The Pakistan Broadcasters Associations (PBA), media associations, and senior journalists, Wednesday, moved the Islamabad High Court (IHC) against the Prevention of Electronic Crimes (Amendment) Ordinance, 2022.
The petitioners including the PBA, the All Pakistan News Papers Society, the Association of Electronic Media Editors and News Directors, the Council of Pakistan Newspaper Editors, Mohammad Malick, Azhar Abbas, Ali Kazam Waheed, Aijaz-ul-Haq, and Sarmad Ali moved the petition through lawyer Munir A Malik.
They adopted the stance that the ordinance aims to stifle criticism and debate on the actions of the public office holders in the garb of action against fake news and disinformation. They said that criticism of the actions of the public office holders was necessary for a vibrant democracy. They also said that Section 44(a)(5) inserted in the ordinance - that bounds the courts to decide defamation cases within six months - will pressurise the judges hearing the cases.

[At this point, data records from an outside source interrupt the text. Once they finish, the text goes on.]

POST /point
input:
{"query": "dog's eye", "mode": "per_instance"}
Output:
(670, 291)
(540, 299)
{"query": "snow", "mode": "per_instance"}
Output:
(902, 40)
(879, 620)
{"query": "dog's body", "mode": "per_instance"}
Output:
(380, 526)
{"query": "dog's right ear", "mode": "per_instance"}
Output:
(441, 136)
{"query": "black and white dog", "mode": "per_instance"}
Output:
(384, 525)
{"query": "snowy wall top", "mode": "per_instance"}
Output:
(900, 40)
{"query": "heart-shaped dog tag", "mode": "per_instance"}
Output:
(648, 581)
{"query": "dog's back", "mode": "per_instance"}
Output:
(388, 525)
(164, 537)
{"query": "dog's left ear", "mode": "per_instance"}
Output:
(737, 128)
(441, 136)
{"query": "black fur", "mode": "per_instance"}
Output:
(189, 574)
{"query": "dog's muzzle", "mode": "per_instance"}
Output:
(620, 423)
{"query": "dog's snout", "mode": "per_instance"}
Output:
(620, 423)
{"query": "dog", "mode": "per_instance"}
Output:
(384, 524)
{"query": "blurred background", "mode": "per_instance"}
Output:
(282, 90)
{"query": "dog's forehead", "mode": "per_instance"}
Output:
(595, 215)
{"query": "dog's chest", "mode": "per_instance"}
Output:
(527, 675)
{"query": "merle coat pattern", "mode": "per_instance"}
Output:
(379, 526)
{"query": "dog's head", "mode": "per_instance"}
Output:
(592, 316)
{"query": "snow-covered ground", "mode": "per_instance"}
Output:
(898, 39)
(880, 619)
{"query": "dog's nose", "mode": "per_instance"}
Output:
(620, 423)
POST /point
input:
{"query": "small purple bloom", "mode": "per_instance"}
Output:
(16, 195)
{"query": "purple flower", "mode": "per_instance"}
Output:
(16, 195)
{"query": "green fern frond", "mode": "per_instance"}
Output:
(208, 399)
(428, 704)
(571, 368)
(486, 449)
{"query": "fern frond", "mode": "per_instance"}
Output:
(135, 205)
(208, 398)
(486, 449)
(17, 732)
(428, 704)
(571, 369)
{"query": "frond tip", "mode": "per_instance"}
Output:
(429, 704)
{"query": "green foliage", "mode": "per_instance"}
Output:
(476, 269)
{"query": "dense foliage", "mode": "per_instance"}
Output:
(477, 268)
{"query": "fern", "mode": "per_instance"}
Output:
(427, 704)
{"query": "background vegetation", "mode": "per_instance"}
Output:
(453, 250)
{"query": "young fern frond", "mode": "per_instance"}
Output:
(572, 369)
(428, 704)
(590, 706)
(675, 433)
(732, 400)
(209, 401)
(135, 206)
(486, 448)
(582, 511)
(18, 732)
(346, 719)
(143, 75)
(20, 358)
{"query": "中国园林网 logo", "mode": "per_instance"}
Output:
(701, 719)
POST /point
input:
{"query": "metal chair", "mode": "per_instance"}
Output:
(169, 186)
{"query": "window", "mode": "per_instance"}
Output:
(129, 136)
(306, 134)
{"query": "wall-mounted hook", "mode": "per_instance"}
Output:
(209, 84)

The petitioners said, “The introduction of Section 2(1) (xxva) in and the amendments to section 20 of the Act impede the right of free speech and beyond the pale of reasonable restrictions permissible under Article 19 of the Constitution in “the interest of the glory of Islam or the integrity, security or defense of Pakistan or any part thereof nor are these relatable to friendly relations with foreign states, public order, decency or morality, or in relation to commission of an offence.”
They argued, “The freedom to comment on the conduct of public officials and bodies is essential to good governance yet under the garb of punishing defamatory statements, Sections 2 and 3 of the Impugned Ordinance curtail the right to information provided for by Article 19A of the Constitution. Insofar as section 20 is concerned, governments and its bodies, agencies, authorities, departments cannot claim and enjoy a general right to reputation that can be protected either under civil or criminal law.
Similarly, they cannot enjoy a general right to privacy save for any reasonable and specific exceptions provided under law such as Official Secrets Act, Income Tax Ordinance, Right to Information Acts cc. Claiming such would offend against Art. 19 and 19-A. Public interest demands a far greater latitude in speech concerning them.”
The petitioners further said that if the mischief sought to be remedied is the dissemination of defamatory statements the means employed through section 2 and 3 of the impugned Ordinance are wholly disproportionate, irrational and unreasonable.
Munir A Malik contended that Sections 2 and 3 of the impugned Ordinance bound to chill free speech. The fear of being dragged in to criminal proceedings on the complaint of any member of the general public on the alleged defamation of public officials, treating false statements as non-bailable and cognizable by the investigation agency as provided for by sections 2 and 3 of the impugned Ordinance are bound to chill free speech and fair comment.
“That enlarging the definition of person to include any body or association of persons whether incorporated or not is unreasonable. In particular, allowing members of the general public to be the complainant / informant in respect of statements made about “public officials” and “public figures” and act as an “aggrieved person” even in the absence of any complaint by the public official or figure concerned is clearly unreasonable and bound to lead to abuse,” contended the counsel.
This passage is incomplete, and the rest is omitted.